I look quietly at the man. I can tell that he and his two brothers are controlling their anguish.


This death is too new. Now that the concerted action of bringing their brother to the Iraqi Police Station has ceased, in the quiet night their loss is finally beginning to sink in.

“Tell them that we are currently in pursuit of the vehicle that we suspect was involved in the shooting. Is there any reason why their brother would have been targeted?”

The man blinks at the news, and then shakes his head “no.”

“My brother was a peaceful man, he was shot for no reason that we know of.”

I am glad that no one can see my face in the dark.

“Alright, I know that this is a difficult time for you, but you have to accompany the Iraqi Police to their offices and fill out some paperwork. I promise you, that if we can do anything to kill or capture the men that shot your brother, we will.”

The man looks at me silently for a second, and then places his hand over his heart.

“Thank you,” he says in halting English.

The man then turns away and gets back into the vehicle with his brothers body. As the minivan starts to move, the other two brothers walk alongside the vehicle. They are giving their brother an escort thru the concrete chicane and over to the Iraqi Police station.

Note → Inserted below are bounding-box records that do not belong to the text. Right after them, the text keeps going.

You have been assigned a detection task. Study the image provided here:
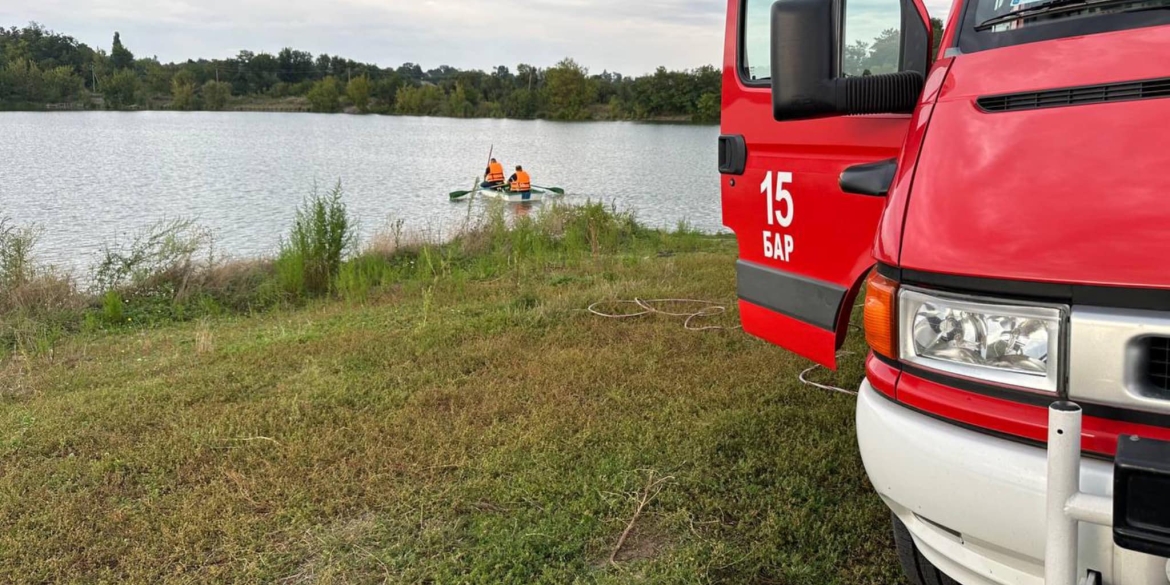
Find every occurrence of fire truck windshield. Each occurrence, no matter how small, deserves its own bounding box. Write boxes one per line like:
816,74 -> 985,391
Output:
975,0 -> 1170,32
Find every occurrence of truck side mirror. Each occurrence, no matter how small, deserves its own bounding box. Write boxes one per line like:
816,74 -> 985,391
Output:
772,0 -> 930,122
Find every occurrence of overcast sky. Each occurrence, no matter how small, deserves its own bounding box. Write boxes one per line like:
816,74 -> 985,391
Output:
0,0 -> 950,75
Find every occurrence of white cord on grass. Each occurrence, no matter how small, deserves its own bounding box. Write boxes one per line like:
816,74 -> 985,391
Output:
589,298 -> 860,397
799,351 -> 858,397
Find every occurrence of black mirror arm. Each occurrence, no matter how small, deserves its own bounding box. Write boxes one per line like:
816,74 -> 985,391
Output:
840,158 -> 897,197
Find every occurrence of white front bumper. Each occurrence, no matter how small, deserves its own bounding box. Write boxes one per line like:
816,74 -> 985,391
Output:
858,381 -> 1170,585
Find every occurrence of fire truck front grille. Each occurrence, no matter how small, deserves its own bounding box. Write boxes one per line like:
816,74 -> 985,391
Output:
1145,337 -> 1170,398
976,77 -> 1170,112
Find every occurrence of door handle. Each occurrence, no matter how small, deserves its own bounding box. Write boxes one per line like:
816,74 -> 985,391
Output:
840,158 -> 897,197
720,135 -> 748,174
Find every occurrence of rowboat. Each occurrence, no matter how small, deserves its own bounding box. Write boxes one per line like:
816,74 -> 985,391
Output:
450,185 -> 565,204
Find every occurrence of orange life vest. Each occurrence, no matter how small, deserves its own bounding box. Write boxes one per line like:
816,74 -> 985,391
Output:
511,171 -> 532,193
488,163 -> 504,183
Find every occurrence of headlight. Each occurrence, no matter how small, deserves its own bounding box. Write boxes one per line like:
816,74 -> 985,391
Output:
897,288 -> 1064,393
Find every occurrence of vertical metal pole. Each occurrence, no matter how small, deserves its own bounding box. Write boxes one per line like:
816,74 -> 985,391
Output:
1044,401 -> 1081,585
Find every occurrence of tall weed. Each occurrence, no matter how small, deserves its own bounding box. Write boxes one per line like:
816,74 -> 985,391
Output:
92,219 -> 215,300
276,181 -> 357,298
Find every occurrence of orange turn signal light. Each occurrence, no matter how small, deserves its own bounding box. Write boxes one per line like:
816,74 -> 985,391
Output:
865,270 -> 897,359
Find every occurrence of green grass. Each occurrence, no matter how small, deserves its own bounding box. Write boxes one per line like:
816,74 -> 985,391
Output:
0,234 -> 901,585
0,200 -> 901,585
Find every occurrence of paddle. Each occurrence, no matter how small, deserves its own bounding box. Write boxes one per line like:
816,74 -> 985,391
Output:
447,144 -> 496,201
532,185 -> 565,195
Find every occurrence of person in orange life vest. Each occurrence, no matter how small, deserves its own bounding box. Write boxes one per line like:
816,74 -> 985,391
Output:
483,159 -> 504,188
508,165 -> 532,199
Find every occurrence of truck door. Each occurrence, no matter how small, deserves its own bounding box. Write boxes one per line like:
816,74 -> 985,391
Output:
720,0 -> 930,369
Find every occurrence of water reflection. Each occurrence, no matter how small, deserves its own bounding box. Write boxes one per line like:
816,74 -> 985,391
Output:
0,112 -> 721,271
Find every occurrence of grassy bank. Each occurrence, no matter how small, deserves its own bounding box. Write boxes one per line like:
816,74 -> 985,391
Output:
0,198 -> 900,585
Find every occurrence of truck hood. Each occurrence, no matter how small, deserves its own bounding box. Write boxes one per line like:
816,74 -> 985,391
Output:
900,27 -> 1170,288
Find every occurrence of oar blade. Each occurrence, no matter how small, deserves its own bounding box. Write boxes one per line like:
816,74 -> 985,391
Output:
532,185 -> 565,195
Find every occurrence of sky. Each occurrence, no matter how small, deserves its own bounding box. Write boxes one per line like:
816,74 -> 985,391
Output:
0,0 -> 950,75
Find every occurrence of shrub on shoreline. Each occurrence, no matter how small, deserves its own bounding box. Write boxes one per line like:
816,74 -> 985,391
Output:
0,189 -> 716,357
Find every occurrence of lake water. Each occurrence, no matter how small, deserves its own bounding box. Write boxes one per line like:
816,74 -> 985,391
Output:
0,112 -> 721,269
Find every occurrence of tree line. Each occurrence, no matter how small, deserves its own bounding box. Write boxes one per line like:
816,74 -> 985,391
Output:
0,22 -> 722,123
0,19 -> 942,123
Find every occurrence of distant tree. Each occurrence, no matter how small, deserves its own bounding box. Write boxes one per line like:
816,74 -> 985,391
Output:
503,89 -> 541,119
865,28 -> 902,75
841,41 -> 869,77
102,69 -> 138,110
372,71 -> 405,110
394,84 -> 447,116
110,33 -> 135,69
276,47 -> 314,83
202,80 -> 232,111
41,66 -> 85,103
305,77 -> 342,113
544,59 -> 597,119
171,69 -> 195,110
447,84 -> 475,118
345,75 -> 372,113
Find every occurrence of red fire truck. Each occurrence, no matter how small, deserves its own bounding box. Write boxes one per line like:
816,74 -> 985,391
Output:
720,0 -> 1170,585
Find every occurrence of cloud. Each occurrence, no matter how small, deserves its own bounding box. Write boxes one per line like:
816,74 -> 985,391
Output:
0,0 -> 725,74
0,0 -> 945,75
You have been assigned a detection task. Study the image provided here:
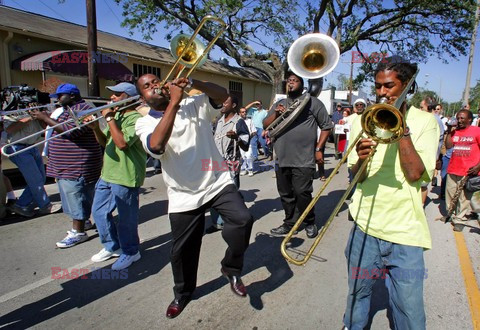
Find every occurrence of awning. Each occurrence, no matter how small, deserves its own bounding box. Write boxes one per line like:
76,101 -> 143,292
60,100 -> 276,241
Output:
12,50 -> 134,81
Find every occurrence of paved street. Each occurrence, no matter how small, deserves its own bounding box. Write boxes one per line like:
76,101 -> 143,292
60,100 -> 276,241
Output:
0,145 -> 480,329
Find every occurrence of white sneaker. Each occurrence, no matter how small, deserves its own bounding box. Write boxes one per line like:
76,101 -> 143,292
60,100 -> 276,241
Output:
91,248 -> 122,262
112,251 -> 141,270
57,229 -> 88,249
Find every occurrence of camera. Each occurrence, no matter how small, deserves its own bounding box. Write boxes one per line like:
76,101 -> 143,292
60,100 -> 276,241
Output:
0,84 -> 50,111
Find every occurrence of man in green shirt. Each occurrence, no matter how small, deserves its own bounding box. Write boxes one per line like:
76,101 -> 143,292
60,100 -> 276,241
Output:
343,56 -> 440,329
87,82 -> 147,270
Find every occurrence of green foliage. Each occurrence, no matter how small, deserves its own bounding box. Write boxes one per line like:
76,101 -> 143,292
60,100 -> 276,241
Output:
469,80 -> 480,113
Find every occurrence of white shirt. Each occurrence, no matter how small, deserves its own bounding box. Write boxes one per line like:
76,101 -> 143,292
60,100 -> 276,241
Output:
135,94 -> 233,213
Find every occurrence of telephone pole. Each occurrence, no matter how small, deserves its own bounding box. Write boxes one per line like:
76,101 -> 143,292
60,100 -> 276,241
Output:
463,0 -> 480,104
86,0 -> 100,96
348,56 -> 353,105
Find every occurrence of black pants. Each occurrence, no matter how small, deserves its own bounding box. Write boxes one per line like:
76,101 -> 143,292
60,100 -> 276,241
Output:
276,167 -> 315,227
169,184 -> 253,299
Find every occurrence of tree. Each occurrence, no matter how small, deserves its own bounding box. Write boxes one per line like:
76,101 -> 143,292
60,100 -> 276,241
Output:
469,80 -> 480,113
115,0 -> 476,99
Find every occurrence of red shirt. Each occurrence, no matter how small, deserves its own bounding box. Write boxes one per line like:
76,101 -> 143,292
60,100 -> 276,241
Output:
447,126 -> 480,176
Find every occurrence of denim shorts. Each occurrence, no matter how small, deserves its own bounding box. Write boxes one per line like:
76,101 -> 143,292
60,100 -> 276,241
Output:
57,177 -> 96,220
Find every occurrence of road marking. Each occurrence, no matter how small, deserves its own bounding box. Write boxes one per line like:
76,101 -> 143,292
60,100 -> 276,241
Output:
0,236 -> 172,303
453,231 -> 480,330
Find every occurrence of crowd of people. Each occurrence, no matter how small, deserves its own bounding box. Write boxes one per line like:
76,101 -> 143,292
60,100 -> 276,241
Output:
0,57 -> 480,329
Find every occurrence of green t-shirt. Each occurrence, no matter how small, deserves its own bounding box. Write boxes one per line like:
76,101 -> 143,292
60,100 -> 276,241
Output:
348,107 -> 440,249
101,111 -> 147,187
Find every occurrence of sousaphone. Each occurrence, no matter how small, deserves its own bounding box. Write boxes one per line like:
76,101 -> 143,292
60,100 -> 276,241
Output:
267,33 -> 340,139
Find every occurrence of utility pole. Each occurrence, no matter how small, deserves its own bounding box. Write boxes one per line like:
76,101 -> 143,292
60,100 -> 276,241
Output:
463,0 -> 480,104
86,0 -> 100,96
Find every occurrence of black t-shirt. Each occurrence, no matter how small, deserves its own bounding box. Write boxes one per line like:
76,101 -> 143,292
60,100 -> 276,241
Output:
268,94 -> 332,168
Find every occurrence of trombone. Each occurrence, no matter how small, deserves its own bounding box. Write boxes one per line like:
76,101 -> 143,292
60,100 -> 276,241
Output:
156,15 -> 228,94
1,95 -> 141,157
280,69 -> 419,266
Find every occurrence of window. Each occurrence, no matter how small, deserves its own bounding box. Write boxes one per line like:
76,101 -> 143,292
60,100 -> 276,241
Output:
133,63 -> 161,79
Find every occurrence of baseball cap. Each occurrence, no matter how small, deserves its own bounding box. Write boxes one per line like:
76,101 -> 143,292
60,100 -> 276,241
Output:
105,82 -> 138,96
353,99 -> 367,106
50,84 -> 80,99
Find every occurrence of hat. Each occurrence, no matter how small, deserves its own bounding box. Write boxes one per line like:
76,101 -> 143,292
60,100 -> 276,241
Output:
353,99 -> 367,106
50,84 -> 80,99
285,70 -> 303,87
105,82 -> 138,96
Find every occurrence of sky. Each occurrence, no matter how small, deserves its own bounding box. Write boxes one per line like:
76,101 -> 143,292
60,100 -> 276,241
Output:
0,0 -> 480,102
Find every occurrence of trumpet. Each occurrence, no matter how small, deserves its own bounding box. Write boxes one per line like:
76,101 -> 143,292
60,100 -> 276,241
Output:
1,95 -> 141,157
155,15 -> 228,94
280,69 -> 418,266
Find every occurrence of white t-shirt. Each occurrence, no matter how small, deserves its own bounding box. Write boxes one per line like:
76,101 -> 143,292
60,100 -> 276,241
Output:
135,94 -> 233,213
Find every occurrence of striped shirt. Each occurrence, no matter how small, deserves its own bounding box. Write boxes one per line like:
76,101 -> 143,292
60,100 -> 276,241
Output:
47,100 -> 103,183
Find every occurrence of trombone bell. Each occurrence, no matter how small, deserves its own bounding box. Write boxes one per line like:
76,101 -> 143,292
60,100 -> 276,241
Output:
287,33 -> 340,79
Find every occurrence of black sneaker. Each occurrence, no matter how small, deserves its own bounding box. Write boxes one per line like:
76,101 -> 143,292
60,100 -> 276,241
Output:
270,224 -> 297,235
305,223 -> 318,238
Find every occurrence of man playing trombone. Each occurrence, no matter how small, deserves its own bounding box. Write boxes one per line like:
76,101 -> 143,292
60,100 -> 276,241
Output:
87,82 -> 147,270
136,74 -> 253,318
343,57 -> 439,329
32,84 -> 102,248
263,72 -> 332,238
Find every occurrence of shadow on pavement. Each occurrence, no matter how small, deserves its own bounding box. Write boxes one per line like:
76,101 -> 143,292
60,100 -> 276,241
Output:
193,232 -> 303,310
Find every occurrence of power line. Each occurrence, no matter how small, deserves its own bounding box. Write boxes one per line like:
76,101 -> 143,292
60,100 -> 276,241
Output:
12,0 -> 29,11
39,0 -> 68,21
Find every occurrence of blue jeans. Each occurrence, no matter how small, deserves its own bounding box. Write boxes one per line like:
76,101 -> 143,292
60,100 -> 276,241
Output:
250,135 -> 258,160
440,155 -> 450,196
57,177 -> 95,221
8,144 -> 50,208
257,127 -> 270,156
92,179 -> 140,255
343,225 -> 426,330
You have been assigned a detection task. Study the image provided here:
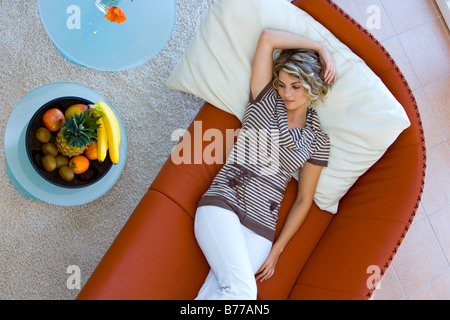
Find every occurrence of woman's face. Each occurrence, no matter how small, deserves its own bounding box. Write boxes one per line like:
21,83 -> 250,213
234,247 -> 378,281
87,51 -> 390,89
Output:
278,70 -> 308,111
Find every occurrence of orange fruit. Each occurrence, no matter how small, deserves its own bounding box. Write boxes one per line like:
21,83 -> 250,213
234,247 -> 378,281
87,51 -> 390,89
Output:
69,156 -> 89,174
84,140 -> 98,160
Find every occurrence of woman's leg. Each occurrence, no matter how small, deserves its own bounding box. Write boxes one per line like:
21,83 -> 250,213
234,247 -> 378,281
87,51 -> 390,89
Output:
195,206 -> 272,299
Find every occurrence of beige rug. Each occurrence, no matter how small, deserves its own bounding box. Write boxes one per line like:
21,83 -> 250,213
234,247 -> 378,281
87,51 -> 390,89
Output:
0,0 -> 213,299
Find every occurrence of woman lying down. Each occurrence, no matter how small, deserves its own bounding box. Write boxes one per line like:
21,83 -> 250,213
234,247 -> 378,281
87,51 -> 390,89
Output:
195,29 -> 336,299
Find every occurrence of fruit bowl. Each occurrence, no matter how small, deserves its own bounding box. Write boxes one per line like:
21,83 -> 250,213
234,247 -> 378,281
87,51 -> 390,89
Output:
25,97 -> 112,188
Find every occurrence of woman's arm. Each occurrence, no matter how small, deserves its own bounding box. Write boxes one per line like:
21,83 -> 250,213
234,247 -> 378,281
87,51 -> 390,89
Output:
256,162 -> 322,281
250,29 -> 336,98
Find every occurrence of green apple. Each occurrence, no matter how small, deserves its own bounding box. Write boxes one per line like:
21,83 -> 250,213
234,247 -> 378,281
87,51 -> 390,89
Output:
64,104 -> 89,121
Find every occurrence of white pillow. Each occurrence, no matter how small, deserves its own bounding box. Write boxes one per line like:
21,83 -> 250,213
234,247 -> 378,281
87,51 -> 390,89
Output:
166,0 -> 410,213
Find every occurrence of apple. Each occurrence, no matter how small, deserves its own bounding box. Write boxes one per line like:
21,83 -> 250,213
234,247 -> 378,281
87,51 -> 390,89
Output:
64,104 -> 89,121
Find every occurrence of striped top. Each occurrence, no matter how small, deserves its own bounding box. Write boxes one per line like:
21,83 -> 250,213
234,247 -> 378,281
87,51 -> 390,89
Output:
198,83 -> 330,241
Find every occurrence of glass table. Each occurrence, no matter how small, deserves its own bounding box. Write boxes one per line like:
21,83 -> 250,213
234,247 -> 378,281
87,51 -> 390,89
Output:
4,82 -> 128,206
39,0 -> 176,71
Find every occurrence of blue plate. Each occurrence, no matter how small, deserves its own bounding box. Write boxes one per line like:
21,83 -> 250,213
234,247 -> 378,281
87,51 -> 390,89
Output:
39,0 -> 176,71
4,82 -> 128,206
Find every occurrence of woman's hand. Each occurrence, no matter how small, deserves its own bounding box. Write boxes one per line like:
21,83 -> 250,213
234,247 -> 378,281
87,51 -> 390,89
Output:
255,247 -> 281,282
318,45 -> 337,83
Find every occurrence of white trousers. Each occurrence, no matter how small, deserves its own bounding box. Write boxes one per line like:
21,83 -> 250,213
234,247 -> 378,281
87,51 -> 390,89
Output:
194,206 -> 272,300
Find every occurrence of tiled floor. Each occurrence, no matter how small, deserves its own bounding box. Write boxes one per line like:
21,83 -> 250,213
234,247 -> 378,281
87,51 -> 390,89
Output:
335,0 -> 450,300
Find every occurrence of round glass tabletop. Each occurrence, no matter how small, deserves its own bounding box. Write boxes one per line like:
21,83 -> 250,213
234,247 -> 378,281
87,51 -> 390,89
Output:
4,82 -> 128,206
39,0 -> 176,71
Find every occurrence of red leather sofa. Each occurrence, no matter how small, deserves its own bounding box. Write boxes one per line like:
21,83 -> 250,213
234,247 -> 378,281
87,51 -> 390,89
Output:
78,0 -> 426,299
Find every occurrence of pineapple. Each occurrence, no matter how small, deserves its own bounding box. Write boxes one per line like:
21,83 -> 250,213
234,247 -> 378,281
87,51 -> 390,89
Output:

Watching the minivan pull thru the entrance, I say a silent prayer for the dead man and his family.

Walking back to the HUMMWV, I pick up the radio handset.

“Warrior 2/7 this is Warrior 2/6, what’s your status?”

“Warrior 2/6 this is Warrior 2/7, we are currently north of the bridge, heading south on ‘Route Maples,’ and we are no longer in pursuit of the Opel.”

For a second there is silence on the net.

“The Opel got away.”

I can hear the tired frustration in my Platoon Sergeants voice. I can only imagine that the rest of his patrol is feeling the same way.

“Warrior 2/7, this is Warrior 2/6, you did everything you could. Come back to the Alamo.”

“Roger Warrior 2/6, on our way back now.”

I force myself to relax my hand which has involuntarily curled into a fist around the black plastic handset.